To help you access how your organization is doing they list five capabilities that are directly impacted by the quality of your observability practice. It’s not an exhaustive list but is intended to represent the breadth of potential areas of the business. For each capability, the article explains why it is important, provides guidance on how to assess how well you’re doing in that area, and finally how it relates to observability. The five capabilities are:
- Respond to system failure with resilience
- Deliver high-quality code
- Manage complexity and technical debt
- Release on a predictable cadence
- Understand user behavior.
Next up it’s time to read up on one of the most popular - at least the most talked-about - observability tool when it comes to distributed systems: distributed tracing.

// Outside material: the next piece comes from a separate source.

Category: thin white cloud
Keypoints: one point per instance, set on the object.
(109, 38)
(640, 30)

Googles paper from 2010 is a great introduction to distributed tracing: Dapper, a Large-Scale Distributed Systems Tracing Infrastructure. It covers the basic concepts and how they implemented it at Google at the time.
If you want a bit of a deeper dive into distributed tracing I recommend Mastering Distributed Tracing by Yuri Shkuro. If you need to know more about a specific area of distributed tracing this book probably has you covered.

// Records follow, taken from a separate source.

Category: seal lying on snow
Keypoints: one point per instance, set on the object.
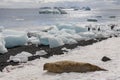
(71, 66)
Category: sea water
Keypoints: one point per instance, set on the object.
(16, 18)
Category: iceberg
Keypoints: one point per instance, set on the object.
(2, 45)
(55, 42)
(72, 27)
(14, 38)
(41, 52)
(21, 57)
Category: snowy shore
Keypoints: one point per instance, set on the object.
(33, 70)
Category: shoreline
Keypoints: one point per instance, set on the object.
(51, 51)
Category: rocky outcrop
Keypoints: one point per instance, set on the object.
(71, 66)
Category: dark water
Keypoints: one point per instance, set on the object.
(31, 17)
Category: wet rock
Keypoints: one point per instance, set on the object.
(71, 66)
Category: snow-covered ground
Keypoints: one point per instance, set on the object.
(93, 53)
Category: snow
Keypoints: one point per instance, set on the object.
(55, 42)
(33, 40)
(21, 57)
(72, 27)
(2, 45)
(14, 38)
(41, 52)
(93, 53)
(61, 34)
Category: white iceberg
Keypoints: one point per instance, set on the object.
(72, 27)
(41, 52)
(55, 42)
(14, 38)
(2, 45)
(21, 57)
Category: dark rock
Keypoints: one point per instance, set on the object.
(71, 66)
(105, 59)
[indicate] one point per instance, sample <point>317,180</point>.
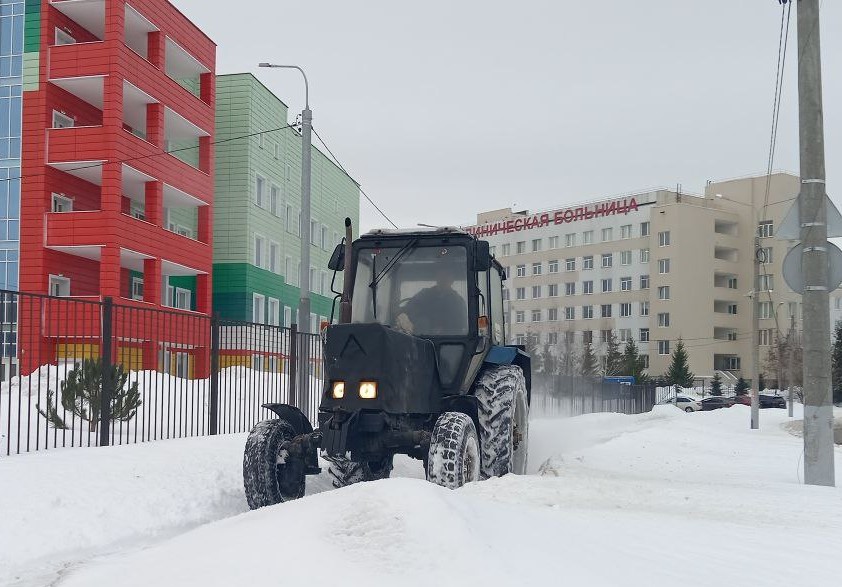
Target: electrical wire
<point>342,167</point>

Distributed Tracing — we’ve been doing it wrong. This is not so much a critique of tracing but rather a suggestion that we could be doing so much more with the data than what is currently the “state of the art” - the trace-view. One of the key points of the post is that “spans are too low level”. Even though this might not be the most actionable post to read if you’re just getting into distributed tracing it’s still a nice thought-provoking post to keep in mind as you’re becoming more comfortable with the tools.
Remember, there is more to observability than tracing.
Visualizing Distributed Systems with Statemaps by Bryan Cantrill. First half is about observability in general. His biggest point here is that we should keep the human in mind when building observability tools:
We must keep the human in mind when developing for observability - the capacity to answer arbitrary questions is only as effective as the human asking them.
The second half shows a new visualization they’ve been working on at Joyent called Statemaps. It is a generic and system neutral tool for visualizing system state over time. Statemaps are useful for prompting questions, but doesn’t give you answers in itself - you need your other observability tools to answer the questions.
At some point when trying to understand a performance problem you might find yourself with a single node or process that is just not performing the way you would expect. To help you in that situation I recommend Chapter 4 “Observability Tools” of Systems Performance by Brendan Gregg. It focuses on the observability tools you can use to find performance bottlenecks on a single host. Most of the other resources lean towards distributed systems, so this chapter is really useful if you have used the other tools to pinpoint a problematic host, and now you need to figure out why this specific host is having problems. I’m still working my way through the book, but it has been a great read so far. I like his analogy for describing the difference between static and dynamic tracing:
analyzing kernel internals can be like venturing into a dark room, with candles (system statistics) placed where the kernel engineers thought they were needed. Dynamic tracing is like a flashlight you can point anywhere
I’m eagerly awaiting his newest book BPF Performance Tools.
I hope this was useful. I’ll do a follow-up post on how we’ve been rolling out distributed tracing at Glitch. Right now we have instrumented about a third of our services using OpenCensus and are sending traces to Honeycomb through the OpenCensus Collector. It has been live in production for about a week.